Please clarify for me, how does UTF16 work? I am a little confused, considering these points:
- There is a static type in C++, WCHAR,
which is 2 bytes long. (always 2 bytes long obvisouly)(UPDATE: as shown by the answers, this assumption was wrong). - Most of msdn and some other documentation seem to have the assumptions that the characters are always 2 bytes long. This can just be my imagination, I can't come up with any particular examples, but it just seems that way.
- There are no "extra wide" functions or characters types widely used in C++ or windows, so I would assume that UTF16 is all that is ever needed.
- To my uncertain knowledge, unicode has a lot more characters than 65535, so they obvisouly don't have enough space in 2 bytes.
- UTF16 seems to be a bigger version of UTF8, and UTF8 characters can be of different lengths.
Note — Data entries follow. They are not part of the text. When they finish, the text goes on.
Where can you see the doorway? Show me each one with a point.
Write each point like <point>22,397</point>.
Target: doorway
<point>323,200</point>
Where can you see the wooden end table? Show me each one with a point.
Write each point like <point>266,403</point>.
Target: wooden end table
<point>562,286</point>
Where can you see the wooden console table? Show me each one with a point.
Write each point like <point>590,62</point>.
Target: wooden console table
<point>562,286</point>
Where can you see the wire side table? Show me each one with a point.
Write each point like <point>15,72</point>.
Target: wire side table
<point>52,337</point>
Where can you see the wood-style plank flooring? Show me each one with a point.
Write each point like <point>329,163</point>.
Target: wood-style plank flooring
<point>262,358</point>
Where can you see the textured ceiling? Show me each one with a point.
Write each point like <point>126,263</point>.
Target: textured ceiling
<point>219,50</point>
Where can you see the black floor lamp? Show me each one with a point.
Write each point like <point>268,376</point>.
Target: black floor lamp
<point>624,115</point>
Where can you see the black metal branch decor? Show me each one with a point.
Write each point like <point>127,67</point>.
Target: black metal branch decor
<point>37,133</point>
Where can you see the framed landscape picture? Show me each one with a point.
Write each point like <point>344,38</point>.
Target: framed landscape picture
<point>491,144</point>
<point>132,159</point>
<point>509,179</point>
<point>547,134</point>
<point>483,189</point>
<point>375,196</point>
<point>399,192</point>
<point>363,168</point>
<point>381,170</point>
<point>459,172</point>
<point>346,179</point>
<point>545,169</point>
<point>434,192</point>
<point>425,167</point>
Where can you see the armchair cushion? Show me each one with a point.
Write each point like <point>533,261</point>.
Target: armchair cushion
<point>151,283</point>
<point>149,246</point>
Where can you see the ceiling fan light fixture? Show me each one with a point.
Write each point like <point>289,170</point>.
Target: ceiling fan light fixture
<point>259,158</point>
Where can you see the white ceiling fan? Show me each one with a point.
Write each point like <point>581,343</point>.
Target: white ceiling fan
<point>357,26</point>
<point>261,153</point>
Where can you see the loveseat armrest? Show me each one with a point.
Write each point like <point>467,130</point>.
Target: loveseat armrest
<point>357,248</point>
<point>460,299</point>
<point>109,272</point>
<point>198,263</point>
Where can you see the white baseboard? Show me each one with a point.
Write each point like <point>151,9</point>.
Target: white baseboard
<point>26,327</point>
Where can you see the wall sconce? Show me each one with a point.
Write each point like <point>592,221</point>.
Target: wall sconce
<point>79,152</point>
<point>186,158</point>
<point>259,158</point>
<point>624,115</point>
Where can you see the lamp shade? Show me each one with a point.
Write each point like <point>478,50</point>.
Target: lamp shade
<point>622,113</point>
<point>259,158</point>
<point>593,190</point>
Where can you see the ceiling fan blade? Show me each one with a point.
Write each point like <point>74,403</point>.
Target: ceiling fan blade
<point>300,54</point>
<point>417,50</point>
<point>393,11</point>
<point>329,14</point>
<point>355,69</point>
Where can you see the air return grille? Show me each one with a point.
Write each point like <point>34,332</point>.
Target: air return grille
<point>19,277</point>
So if a UTF16 character not always 2 bytes long, how long else could it be? 3 bytes? or only multiples of 2? And then for example if there is a winapi function that wants to know the size of a wide string in characters, and the string contains 2 characters which are each 4 bytes long, how is the size of that string in characters calculated?
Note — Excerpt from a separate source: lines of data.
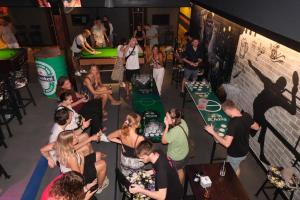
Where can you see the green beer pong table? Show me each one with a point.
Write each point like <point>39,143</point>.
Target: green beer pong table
<point>103,56</point>
<point>148,102</point>
<point>209,108</point>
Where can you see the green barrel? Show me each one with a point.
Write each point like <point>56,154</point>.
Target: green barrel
<point>50,69</point>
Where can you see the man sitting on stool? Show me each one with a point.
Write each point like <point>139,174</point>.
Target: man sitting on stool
<point>236,139</point>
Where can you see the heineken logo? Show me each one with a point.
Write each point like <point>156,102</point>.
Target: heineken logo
<point>47,77</point>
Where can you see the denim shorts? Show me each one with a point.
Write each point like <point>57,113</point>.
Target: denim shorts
<point>190,73</point>
<point>235,161</point>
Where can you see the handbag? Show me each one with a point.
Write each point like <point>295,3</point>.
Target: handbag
<point>191,144</point>
<point>118,70</point>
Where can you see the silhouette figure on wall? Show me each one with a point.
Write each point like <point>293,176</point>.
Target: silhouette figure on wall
<point>269,97</point>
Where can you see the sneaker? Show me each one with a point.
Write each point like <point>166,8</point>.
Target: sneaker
<point>83,71</point>
<point>77,73</point>
<point>105,184</point>
<point>104,138</point>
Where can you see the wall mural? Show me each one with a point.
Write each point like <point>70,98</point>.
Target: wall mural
<point>269,97</point>
<point>275,56</point>
<point>269,81</point>
<point>219,37</point>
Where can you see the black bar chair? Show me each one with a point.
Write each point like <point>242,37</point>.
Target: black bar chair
<point>2,139</point>
<point>8,107</point>
<point>19,81</point>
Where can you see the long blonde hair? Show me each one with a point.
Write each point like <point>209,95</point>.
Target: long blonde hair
<point>132,121</point>
<point>64,146</point>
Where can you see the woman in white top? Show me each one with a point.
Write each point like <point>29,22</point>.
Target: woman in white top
<point>119,65</point>
<point>99,34</point>
<point>70,159</point>
<point>156,61</point>
<point>131,53</point>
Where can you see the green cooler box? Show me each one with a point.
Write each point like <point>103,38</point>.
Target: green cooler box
<point>50,69</point>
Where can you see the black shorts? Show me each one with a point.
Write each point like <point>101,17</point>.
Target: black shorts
<point>89,171</point>
<point>130,72</point>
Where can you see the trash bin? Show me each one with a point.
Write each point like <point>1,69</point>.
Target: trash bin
<point>51,65</point>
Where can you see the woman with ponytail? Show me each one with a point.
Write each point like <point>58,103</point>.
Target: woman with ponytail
<point>128,138</point>
<point>175,136</point>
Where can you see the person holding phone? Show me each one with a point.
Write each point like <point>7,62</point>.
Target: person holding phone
<point>156,61</point>
<point>167,185</point>
<point>131,53</point>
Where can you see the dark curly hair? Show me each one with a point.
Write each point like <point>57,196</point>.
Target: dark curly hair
<point>69,186</point>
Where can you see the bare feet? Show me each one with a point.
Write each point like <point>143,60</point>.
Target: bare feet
<point>116,103</point>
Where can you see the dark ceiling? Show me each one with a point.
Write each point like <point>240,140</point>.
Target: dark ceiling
<point>276,19</point>
<point>105,3</point>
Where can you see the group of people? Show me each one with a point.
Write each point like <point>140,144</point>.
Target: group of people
<point>83,171</point>
<point>128,53</point>
<point>70,147</point>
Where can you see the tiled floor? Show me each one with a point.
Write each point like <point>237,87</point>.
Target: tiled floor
<point>23,152</point>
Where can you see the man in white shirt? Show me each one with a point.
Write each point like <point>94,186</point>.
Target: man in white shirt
<point>132,65</point>
<point>109,29</point>
<point>99,34</point>
<point>80,44</point>
<point>151,35</point>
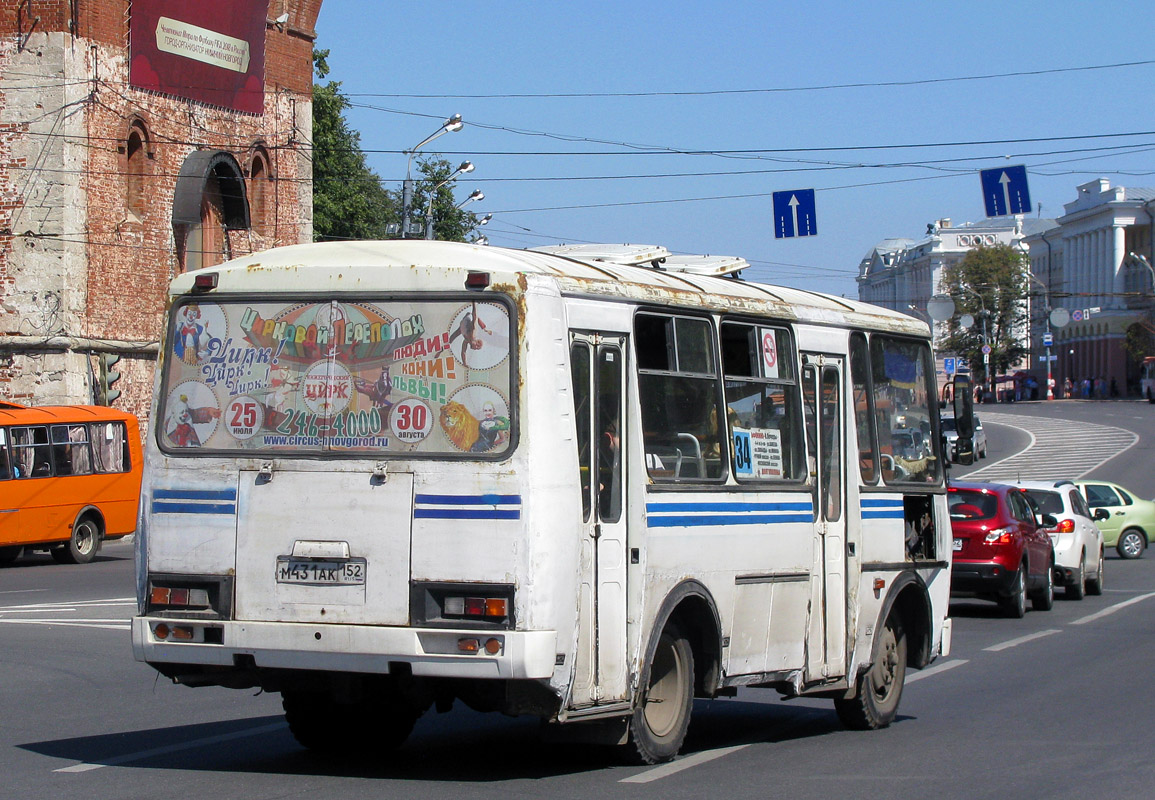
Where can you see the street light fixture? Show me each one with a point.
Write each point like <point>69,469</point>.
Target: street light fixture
<point>477,194</point>
<point>462,169</point>
<point>451,125</point>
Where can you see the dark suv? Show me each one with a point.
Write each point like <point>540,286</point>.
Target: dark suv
<point>1000,548</point>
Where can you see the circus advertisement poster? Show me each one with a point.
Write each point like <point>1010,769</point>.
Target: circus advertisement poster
<point>404,378</point>
<point>210,51</point>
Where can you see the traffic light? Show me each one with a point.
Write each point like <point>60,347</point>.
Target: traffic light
<point>105,393</point>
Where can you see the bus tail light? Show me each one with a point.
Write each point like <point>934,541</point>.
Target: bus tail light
<point>171,597</point>
<point>492,645</point>
<point>486,607</point>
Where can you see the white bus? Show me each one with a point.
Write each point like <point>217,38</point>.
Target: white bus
<point>588,484</point>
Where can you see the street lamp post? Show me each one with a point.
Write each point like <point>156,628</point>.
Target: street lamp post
<point>407,191</point>
<point>986,343</point>
<point>1048,337</point>
<point>466,166</point>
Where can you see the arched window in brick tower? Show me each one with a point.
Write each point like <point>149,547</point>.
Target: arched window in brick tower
<point>138,169</point>
<point>209,202</point>
<point>260,192</point>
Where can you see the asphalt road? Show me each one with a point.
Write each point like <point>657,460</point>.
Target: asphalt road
<point>1053,704</point>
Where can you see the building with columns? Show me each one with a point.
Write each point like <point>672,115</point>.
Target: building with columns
<point>1085,266</point>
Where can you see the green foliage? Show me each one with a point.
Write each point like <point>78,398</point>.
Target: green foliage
<point>449,223</point>
<point>349,201</point>
<point>988,279</point>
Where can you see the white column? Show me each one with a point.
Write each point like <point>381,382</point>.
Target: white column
<point>1118,246</point>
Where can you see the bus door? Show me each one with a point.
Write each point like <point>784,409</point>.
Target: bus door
<point>597,364</point>
<point>824,408</point>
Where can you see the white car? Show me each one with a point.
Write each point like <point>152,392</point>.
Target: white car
<point>952,435</point>
<point>1077,540</point>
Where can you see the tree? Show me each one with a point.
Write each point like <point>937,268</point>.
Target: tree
<point>449,222</point>
<point>990,284</point>
<point>349,201</point>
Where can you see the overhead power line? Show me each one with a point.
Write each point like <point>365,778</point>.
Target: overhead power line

Is it 2 chars long or 4 chars long? (since it is 8 bytes long, and each WCHAR is 2 bytes)
UPDATE: Now I see that character-counting is not necessarily a standard-thing or a c++ thing even, so I'll try to be a little more specific in my second question, about the length in "characters" of a wide string:
On Windows, specifically, in Winapi, in their wide functions (ending with W), how does one count the numer of characters in a string that consists of 2 unicode codepoints, each consisting of 2 codeunits (total of 8 bytes)? Is such a string 2 characters long (the same as number of codepoints) or 4 characters long(the same as total number of codeunits?)
Or, being more generic: What does the windows definition of "number of characters in a wide string" mean, number of codepoints or number of codeunits?